A coalition between the ANC and a party of exiled ANC leaders would not signify change through real political competition. But the ANC may well decide to go into a coalition with the DA, the partnership that would be looked on most favourably by the markets. The DA is hardly a refreshing change – its prescriptions for fixing the country (neoliberal-ish good governance) have not changed significantly in the last three elections, and neither has its vote share. In a majority black country, it has largely failed to retain black leaders or attract black voters. Yet the most thrilling but very contingent possibility in this election is that it could secure slightly more leverage within government to address basic, failing infrastructure and administration problems – conditions that would need to be in place before any ambitious policy proposals could hope to work.

Thinking in multiple-election terms like this summons intimations of previous eras. The one thing that even committed democrats openly envy about autocratic regimes are the time lines. In no democracies with healthy electoral competition can an incoming administration expect decades in power to see through its policies. Apart from, perhaps, for a party of liberation – whose identity retains the idea of change, long after it has become the status quo. After 30 years in government, it’s this fertile certainty that the African National Congress has lost.

Perhaps the ANC squandered a revolutionary moment – during the French Revolution, the Jacobins went so far as renaming the days of the week. So much of what was built in those first 15 years post-apartheid – institutions and their cultures, as well as the basic norms of a non-racial society — required long-term vision. The greater problem turns out to have been the party’s inability to stick to this vision. And worse: to have presided over a project to dismantle it, during Jacob Zuma’s administration, now labelled in the local press the “state capture era”.
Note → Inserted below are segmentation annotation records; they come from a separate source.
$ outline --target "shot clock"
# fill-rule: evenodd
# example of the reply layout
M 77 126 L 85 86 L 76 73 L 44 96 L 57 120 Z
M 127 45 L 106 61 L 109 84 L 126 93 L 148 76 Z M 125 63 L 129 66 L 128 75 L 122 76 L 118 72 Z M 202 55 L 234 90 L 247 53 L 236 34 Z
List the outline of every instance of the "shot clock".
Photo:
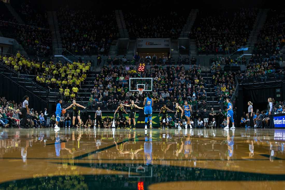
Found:
M 144 63 L 139 63 L 137 67 L 137 72 L 145 72 L 146 66 Z

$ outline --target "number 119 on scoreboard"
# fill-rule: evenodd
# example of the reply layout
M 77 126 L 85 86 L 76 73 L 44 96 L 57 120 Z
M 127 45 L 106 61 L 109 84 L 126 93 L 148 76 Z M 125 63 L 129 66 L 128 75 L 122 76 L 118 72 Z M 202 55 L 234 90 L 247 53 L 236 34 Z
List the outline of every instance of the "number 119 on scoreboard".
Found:
M 140 63 L 138 64 L 137 71 L 138 72 L 145 72 L 146 65 L 144 63 Z

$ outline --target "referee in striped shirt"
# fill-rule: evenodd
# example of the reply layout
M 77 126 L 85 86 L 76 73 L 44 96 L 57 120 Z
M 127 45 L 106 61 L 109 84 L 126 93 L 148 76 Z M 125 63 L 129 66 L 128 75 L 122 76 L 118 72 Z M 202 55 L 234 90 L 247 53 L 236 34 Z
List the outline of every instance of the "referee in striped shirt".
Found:
M 248 108 L 249 118 L 249 125 L 250 127 L 253 128 L 254 127 L 254 123 L 253 123 L 253 108 L 252 107 L 252 102 L 247 102 L 248 105 Z
M 21 112 L 22 112 L 22 119 L 20 124 L 20 127 L 22 128 L 26 128 L 26 123 L 28 119 L 27 113 L 30 111 L 28 106 L 29 105 L 29 97 L 27 96 L 25 96 L 23 99 L 23 103 L 22 105 L 22 109 Z
M 100 110 L 100 107 L 98 107 L 98 110 L 96 111 L 95 114 L 95 118 L 96 119 L 96 127 L 98 127 L 98 122 L 101 126 L 102 123 L 102 111 Z

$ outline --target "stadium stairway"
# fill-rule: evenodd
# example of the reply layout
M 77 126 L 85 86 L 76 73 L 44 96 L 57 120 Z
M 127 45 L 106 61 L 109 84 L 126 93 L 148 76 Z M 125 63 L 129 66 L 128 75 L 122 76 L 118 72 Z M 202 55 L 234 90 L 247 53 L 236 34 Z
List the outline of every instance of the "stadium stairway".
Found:
M 247 47 L 251 48 L 248 51 L 249 52 L 251 53 L 252 52 L 254 45 L 257 41 L 258 37 L 260 30 L 263 27 L 266 20 L 268 10 L 268 9 L 259 9 L 258 15 L 256 17 L 252 30 L 251 32 L 247 43 Z M 245 53 L 247 53 L 246 52 Z
M 116 19 L 119 29 L 119 33 L 121 38 L 129 38 L 129 32 L 126 28 L 126 23 L 124 19 L 122 10 L 115 11 Z
M 54 49 L 61 48 L 62 47 L 56 13 L 55 11 L 48 12 L 48 21 L 50 30 L 51 31 L 52 47 Z
M 178 41 L 177 40 L 171 40 L 171 55 L 178 55 L 179 54 L 179 48 L 178 48 Z
M 20 16 L 17 13 L 17 12 L 16 12 L 15 9 L 14 9 L 14 8 L 12 7 L 10 3 L 5 3 L 4 4 L 5 4 L 6 7 L 7 7 L 9 11 L 10 11 L 10 12 L 11 13 L 16 19 L 18 23 L 20 24 L 25 24 L 25 22 L 21 18 Z
M 192 56 L 197 55 L 197 46 L 196 39 L 190 39 L 190 54 Z
M 188 38 L 189 32 L 191 30 L 193 24 L 197 17 L 197 13 L 198 12 L 198 9 L 192 9 L 189 14 L 189 16 L 184 25 L 182 31 L 180 33 L 180 38 Z

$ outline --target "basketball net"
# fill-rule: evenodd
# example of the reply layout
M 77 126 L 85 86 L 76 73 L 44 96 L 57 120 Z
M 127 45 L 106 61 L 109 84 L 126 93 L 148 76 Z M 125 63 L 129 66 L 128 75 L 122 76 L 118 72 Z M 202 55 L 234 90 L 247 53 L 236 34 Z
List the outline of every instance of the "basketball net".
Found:
M 139 94 L 140 95 L 142 95 L 143 88 L 138 88 L 138 90 L 139 90 Z

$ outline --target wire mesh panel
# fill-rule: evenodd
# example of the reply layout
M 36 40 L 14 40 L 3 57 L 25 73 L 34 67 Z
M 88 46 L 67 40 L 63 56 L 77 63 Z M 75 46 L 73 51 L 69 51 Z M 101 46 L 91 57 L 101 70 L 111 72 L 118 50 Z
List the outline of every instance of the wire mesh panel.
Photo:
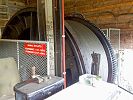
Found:
M 47 75 L 48 43 L 40 41 L 1 40 L 0 58 L 13 57 L 18 65 L 22 81 L 30 79 L 32 67 L 36 74 Z
M 0 58 L 8 57 L 13 57 L 17 62 L 17 42 L 0 41 Z

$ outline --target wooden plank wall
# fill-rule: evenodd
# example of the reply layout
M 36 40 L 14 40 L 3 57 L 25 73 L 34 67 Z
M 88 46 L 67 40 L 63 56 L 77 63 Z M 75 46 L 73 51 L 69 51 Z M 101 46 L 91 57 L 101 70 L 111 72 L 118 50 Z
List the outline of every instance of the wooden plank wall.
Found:
M 65 0 L 65 16 L 73 13 L 99 28 L 121 29 L 121 48 L 133 49 L 133 0 Z

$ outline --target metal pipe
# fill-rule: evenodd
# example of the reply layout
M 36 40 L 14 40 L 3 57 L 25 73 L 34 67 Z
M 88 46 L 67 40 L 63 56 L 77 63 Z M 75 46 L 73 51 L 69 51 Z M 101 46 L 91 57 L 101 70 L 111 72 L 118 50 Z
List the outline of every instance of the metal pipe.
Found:
M 64 0 L 62 0 L 62 67 L 64 77 L 64 88 L 66 88 Z

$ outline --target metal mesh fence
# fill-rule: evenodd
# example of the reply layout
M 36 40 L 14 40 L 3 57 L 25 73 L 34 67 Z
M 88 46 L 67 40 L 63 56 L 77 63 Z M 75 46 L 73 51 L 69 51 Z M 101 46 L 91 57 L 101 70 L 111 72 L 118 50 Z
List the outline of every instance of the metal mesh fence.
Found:
M 25 42 L 29 44 L 46 44 L 46 53 L 48 49 L 47 42 L 40 41 L 16 41 L 16 40 L 1 40 L 0 41 L 0 58 L 13 57 L 16 60 L 20 78 L 22 81 L 30 79 L 32 67 L 36 67 L 36 74 L 47 75 L 47 58 L 46 56 L 25 53 Z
In recent years, the ANC threw away yet another boon, which could have allowed the nation-building project to resume. Riding on a wave of popular optimism and goodwill, the administration of Cyril Ramaphosa, who has been president since 2018, branded itself the “New Dawn” to indicate both a break and a renewal from the corrupt Zuma era. Neither materialised.

Instead, Covid decimated lives and livelihoods, power cuts deepened, the murder rate rose, and the tentacle of criminal cartels were found in almost every sector of the state and economy. When Zuma was jailed in 2021 and the July Riots erupted, Ramaphosa gave the furious impression of doing nothing, arrested no high-level conspirators, and so enabled the rise of the MK party.

The most damning element of the ANC’s collapse is that it hasn’t been overtaken by a rival party, or a new answer to South Africa’s problems. It has simply ceded ground to latent demons and parasitic forces, such as militant Zulu nationalism, cronyism and organised crime.